Quick magnesium treatment fails to improve stroke outcomes, but study has silver lining

UCLA Health article
5 min read

Dr. Jeffrey Saver, director of the UCLA Stroke Center and a professor of neurology at the David Geffen School of Medicine at UCLA.

In the first study of its kind, a consortium led by UCLA physicians found that giving stroke patients intravenous magnesium within an hour of the onset of symptoms does not improve stroke outcomes.

However, the 8-year trial did find that with the help of paramedics in the field, intravenous medications can frequently be administered to stroke victims within that so-called "golden hour," during which they have the best chance to survive and avoid debilitating, long-term neurological damage.

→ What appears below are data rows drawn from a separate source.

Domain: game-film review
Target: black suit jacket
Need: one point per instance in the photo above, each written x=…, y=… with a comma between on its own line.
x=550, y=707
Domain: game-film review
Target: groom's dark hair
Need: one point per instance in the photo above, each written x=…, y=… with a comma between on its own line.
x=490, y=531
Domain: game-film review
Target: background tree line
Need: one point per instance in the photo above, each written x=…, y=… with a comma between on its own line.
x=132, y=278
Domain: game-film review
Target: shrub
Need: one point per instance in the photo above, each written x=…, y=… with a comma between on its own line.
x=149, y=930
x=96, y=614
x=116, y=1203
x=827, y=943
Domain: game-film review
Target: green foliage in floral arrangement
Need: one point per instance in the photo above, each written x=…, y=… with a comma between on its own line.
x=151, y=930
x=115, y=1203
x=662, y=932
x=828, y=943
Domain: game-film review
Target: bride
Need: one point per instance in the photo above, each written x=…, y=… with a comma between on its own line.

The latter finding is a "game-changer," said Dr. Jeffrey Saver, director of the UCLA Stroke Center and a professor of neurology at the David Geffen School of Medicine at UCLA. Saver served as co-principal investigator on the research, which was presented Feb. 13 at the American Stroke Association's International Stroke Conference.

"Stroke is a true emergency condition. For every minute that goes by without restoration of blood flow, 2 million nerve cells are lost," Saver said. "Since time lost is brain lost, we wanted to develop a method that let us get potentially brain-saving drugs to the patient in the earliest moments of onset of the stroke. If these patients don't get protective drugs until two, three or four hours later, irreversible brain damage has already occurred."

While the Phase 3 clinical trial found that magnesium does not improve stroke-related disability, the search is now on for new drugs and treatments that can be administered in the field to improve long-term outcomes. The infrastructure to treat patients quickly was created by this study is in place, and that is a major accomplishment, Saver said.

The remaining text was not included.